Wexford General Hospital is treating five confirmed or suspected cases of the strain of influenza responsible for the 2009 swine flu outbreak, it has said.
Three patients have been confirmed as having the H1N1 strain of flu, which is circulating this year, while the results of tests carried out on two other patients are awaited.
Clinical director Dr Colm Quigley said the patients were stable and responding well to treatment.
Dr Quigley said the number of patients presenting with any strain of influenza had increased since Christmas, in line with national trends, but there was no suggestion flu levels were any higher than in previous winters.

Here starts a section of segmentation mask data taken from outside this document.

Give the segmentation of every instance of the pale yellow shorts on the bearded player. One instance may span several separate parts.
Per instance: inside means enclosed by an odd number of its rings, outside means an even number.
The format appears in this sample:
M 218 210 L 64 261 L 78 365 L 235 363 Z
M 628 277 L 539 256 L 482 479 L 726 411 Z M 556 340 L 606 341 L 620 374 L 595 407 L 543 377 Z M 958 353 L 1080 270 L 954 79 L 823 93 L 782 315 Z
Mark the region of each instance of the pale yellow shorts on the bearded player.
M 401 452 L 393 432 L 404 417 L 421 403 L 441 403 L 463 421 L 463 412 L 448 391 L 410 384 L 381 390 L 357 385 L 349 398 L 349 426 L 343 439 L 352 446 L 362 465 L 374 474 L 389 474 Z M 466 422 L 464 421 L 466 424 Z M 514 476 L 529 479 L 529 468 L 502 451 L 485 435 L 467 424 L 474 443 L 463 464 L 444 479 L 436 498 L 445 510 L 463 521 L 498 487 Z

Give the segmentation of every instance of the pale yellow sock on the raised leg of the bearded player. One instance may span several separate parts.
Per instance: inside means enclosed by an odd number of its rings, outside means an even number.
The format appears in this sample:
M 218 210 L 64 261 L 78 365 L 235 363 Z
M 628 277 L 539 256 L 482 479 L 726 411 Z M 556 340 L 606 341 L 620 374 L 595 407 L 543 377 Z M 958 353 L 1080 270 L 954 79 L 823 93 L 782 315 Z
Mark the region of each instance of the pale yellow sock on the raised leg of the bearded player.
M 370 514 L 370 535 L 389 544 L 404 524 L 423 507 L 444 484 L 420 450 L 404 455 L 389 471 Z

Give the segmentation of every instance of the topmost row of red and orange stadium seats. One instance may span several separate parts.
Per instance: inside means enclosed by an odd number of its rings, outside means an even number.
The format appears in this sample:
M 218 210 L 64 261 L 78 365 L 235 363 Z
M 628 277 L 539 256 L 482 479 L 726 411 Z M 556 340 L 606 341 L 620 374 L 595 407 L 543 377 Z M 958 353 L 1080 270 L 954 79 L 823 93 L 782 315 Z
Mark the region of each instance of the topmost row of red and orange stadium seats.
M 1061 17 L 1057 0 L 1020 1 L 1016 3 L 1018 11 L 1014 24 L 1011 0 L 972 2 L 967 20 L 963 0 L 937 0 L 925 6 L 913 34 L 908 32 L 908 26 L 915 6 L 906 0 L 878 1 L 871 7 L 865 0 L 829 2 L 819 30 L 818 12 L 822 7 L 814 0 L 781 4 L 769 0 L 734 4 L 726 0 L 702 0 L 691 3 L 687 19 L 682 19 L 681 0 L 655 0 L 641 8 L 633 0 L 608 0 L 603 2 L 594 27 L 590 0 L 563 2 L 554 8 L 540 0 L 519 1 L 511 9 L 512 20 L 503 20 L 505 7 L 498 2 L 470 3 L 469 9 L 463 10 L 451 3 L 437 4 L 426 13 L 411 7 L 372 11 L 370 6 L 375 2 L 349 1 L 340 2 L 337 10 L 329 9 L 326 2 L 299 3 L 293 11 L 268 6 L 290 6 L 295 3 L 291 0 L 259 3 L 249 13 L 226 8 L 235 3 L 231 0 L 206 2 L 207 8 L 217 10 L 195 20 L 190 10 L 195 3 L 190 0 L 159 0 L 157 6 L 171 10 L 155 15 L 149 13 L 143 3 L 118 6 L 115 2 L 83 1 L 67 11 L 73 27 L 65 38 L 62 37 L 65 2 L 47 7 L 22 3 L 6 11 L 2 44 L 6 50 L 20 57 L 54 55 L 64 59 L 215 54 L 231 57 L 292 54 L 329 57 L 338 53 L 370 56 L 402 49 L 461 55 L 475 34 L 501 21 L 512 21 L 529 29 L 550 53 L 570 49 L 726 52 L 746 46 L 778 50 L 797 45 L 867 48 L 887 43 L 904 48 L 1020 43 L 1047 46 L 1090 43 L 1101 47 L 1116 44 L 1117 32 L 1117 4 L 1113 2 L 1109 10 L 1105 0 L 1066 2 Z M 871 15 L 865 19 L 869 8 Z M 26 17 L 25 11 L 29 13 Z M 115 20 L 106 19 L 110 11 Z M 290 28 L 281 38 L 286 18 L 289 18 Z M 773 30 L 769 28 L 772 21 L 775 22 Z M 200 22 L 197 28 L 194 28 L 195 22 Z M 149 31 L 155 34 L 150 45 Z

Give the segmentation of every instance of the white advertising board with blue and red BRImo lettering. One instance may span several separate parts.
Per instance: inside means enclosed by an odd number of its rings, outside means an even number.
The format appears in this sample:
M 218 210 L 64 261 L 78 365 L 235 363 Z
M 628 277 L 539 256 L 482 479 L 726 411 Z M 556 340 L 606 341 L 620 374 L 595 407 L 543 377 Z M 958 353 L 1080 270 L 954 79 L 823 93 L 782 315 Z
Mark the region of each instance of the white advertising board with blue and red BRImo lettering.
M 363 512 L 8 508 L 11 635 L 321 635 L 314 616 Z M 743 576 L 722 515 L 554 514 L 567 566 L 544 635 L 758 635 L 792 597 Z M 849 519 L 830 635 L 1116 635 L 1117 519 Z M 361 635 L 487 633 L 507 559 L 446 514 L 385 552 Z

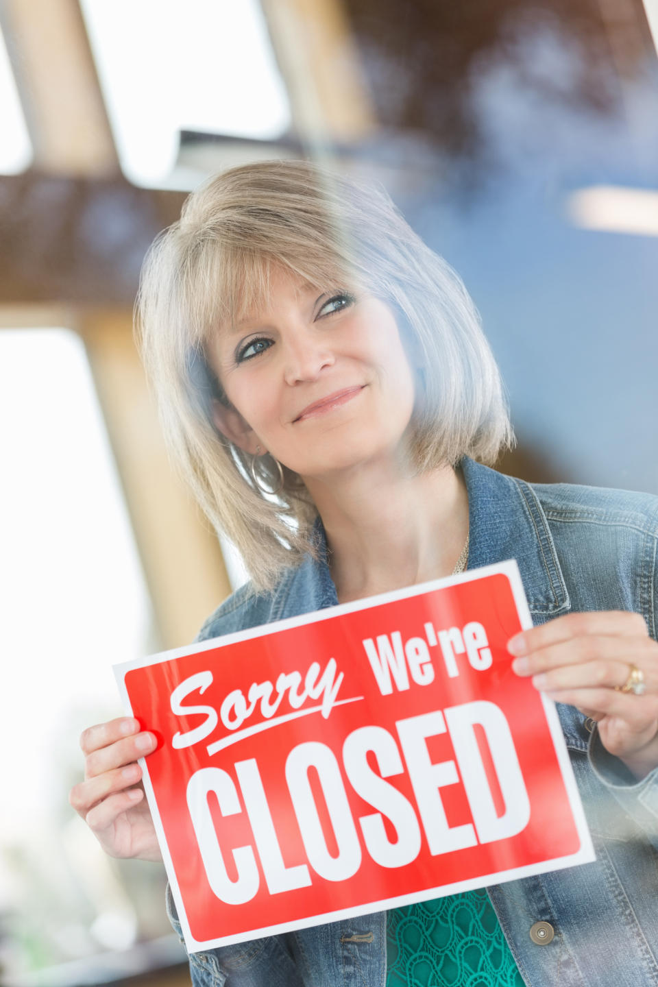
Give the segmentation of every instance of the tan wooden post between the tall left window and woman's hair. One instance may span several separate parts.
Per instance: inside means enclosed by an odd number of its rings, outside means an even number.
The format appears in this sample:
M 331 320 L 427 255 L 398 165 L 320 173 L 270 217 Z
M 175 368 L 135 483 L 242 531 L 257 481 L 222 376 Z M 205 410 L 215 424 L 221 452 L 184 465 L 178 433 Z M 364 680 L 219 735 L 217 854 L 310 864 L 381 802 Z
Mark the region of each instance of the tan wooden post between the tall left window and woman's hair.
M 231 592 L 217 537 L 176 476 L 129 310 L 89 310 L 84 340 L 164 647 L 189 644 Z

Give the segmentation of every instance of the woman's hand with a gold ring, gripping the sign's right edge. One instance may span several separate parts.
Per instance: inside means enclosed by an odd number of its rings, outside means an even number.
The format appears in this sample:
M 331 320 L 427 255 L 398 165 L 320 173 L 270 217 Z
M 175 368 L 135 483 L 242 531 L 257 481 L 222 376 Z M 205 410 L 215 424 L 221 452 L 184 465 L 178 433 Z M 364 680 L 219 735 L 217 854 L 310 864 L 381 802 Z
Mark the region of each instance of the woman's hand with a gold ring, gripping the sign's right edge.
M 639 614 L 566 614 L 521 632 L 507 648 L 517 675 L 532 675 L 545 696 L 598 721 L 604 747 L 636 778 L 658 765 L 658 644 Z M 621 692 L 633 667 L 641 695 Z

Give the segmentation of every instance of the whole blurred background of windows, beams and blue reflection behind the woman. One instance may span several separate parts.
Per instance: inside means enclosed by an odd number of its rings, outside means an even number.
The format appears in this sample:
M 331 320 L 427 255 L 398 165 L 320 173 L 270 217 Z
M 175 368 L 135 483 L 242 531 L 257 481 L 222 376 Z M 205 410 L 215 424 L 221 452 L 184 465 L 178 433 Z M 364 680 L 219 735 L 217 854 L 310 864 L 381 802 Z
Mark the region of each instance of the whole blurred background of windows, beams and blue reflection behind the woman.
M 501 468 L 658 493 L 658 0 L 0 0 L 0 979 L 187 982 L 164 873 L 67 792 L 111 664 L 243 578 L 176 479 L 141 259 L 211 173 L 382 182 L 475 297 Z

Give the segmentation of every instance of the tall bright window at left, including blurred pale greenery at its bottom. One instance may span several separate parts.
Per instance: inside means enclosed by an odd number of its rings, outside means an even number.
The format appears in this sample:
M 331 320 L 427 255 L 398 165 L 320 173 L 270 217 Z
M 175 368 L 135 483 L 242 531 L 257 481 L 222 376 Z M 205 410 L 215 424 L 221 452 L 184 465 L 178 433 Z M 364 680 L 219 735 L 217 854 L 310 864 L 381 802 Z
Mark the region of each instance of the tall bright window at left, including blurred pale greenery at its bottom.
M 153 649 L 151 606 L 77 336 L 0 330 L 0 418 L 3 972 L 94 983 L 36 971 L 144 935 L 68 790 L 82 729 L 122 713 L 112 663 Z

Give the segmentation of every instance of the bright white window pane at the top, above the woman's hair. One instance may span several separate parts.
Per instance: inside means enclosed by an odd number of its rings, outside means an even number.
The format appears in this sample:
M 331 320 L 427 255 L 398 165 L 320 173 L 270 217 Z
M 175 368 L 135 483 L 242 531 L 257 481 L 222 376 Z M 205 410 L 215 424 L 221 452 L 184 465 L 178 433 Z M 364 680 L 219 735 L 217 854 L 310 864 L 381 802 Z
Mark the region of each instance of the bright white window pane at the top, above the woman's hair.
M 126 177 L 184 188 L 179 132 L 272 140 L 290 124 L 257 0 L 81 0 Z

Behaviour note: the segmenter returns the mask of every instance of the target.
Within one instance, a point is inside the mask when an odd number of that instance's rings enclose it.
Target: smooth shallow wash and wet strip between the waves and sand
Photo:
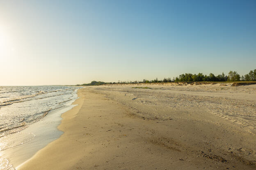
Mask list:
[[[15,168],[21,165],[21,163],[30,159],[37,151],[63,134],[62,131],[57,129],[57,126],[61,123],[61,115],[74,107],[72,103],[77,97],[76,90],[73,95],[73,99],[71,98],[62,107],[51,110],[43,119],[31,123],[24,130],[1,138],[2,145],[5,146],[5,143],[10,143],[10,146],[0,151],[1,163],[4,163],[0,169],[11,166]]]

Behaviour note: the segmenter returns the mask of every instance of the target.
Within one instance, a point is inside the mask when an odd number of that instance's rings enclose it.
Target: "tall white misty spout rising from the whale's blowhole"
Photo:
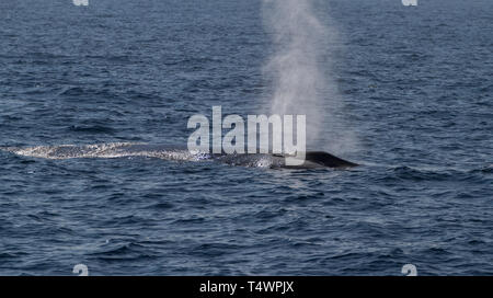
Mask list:
[[[311,0],[263,0],[263,19],[274,46],[264,69],[273,82],[271,114],[307,115],[309,148],[353,149],[353,133],[342,131],[337,118],[341,96],[330,76],[335,28],[319,20]]]

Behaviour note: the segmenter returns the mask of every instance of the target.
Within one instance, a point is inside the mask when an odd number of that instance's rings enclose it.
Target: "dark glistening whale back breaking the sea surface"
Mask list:
[[[200,151],[188,151],[164,145],[147,144],[98,144],[98,145],[61,145],[61,146],[37,146],[37,147],[2,147],[19,156],[45,158],[45,159],[74,159],[74,158],[124,158],[147,157],[175,161],[217,161],[231,165],[271,168],[271,169],[323,169],[323,168],[353,168],[356,163],[340,159],[323,151],[308,151],[300,165],[286,164],[286,156],[271,153],[208,153]]]

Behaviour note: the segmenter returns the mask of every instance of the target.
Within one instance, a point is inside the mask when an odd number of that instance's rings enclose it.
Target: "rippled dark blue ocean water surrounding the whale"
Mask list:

He described the current level of H1N1 cases as unusual but added “we do see this from time to time”.
Although H1N1 is commonly referred to as swine flu, Dr Quigley pointed out that the cases being treated by the hospital were the result of human-to-human transmission and there was no cause for undue concern.
Healthy people would have no problem dealing with this strain of the flu and would usually be treated at home. However, at risk groups such as pregnant women, the over-65s and people with compromised immune systems required special attention.
He said that up to now, there was no evidence the cases in Wexford had been spread within the hospital, and that they had come from outside.
Increase
Flu activity has increased three-to-four-fold since the start of the year but is still at moderate levels, according to the HSE’s Health Protection Surveillance Centre (HPSC).
Influenza A(H1)pdm09 – the strain related to the 2009 outbreak – and influenza B are both circulating, it said, resulting in increasing hospitalisations admissions to intensive care. The HPSC has recommended that antivirals be considered for the treatment or prevention of influenza in high-risk groups.
By the second week in January, 42 A(H1)pdm09 cases had been reported, according to the HPSC’s weekly surveillance report.
The virus H1N1, which causes what was commonly referred to in the past as “swine flu”, caused a pandemic in 2009.
Since then, this virus has continued to circulate in people in Europe and elsewhere, so that it is now a seasonal human flu virus, according to the World Health Organisation.
In 2009, the global population had little immunity to H1N1 because it was new, and it caused a global epidemic, with 100,000-400,000 estimated deaths that year. Now, the WHO says, H1N1 circulates as an annual flu virus.
The seasonal flu vaccine provides protection against H1N1, it says.
The flu virus can be highly contagious and can spread quickly from person to person through tiny drops in coughs and sneezes.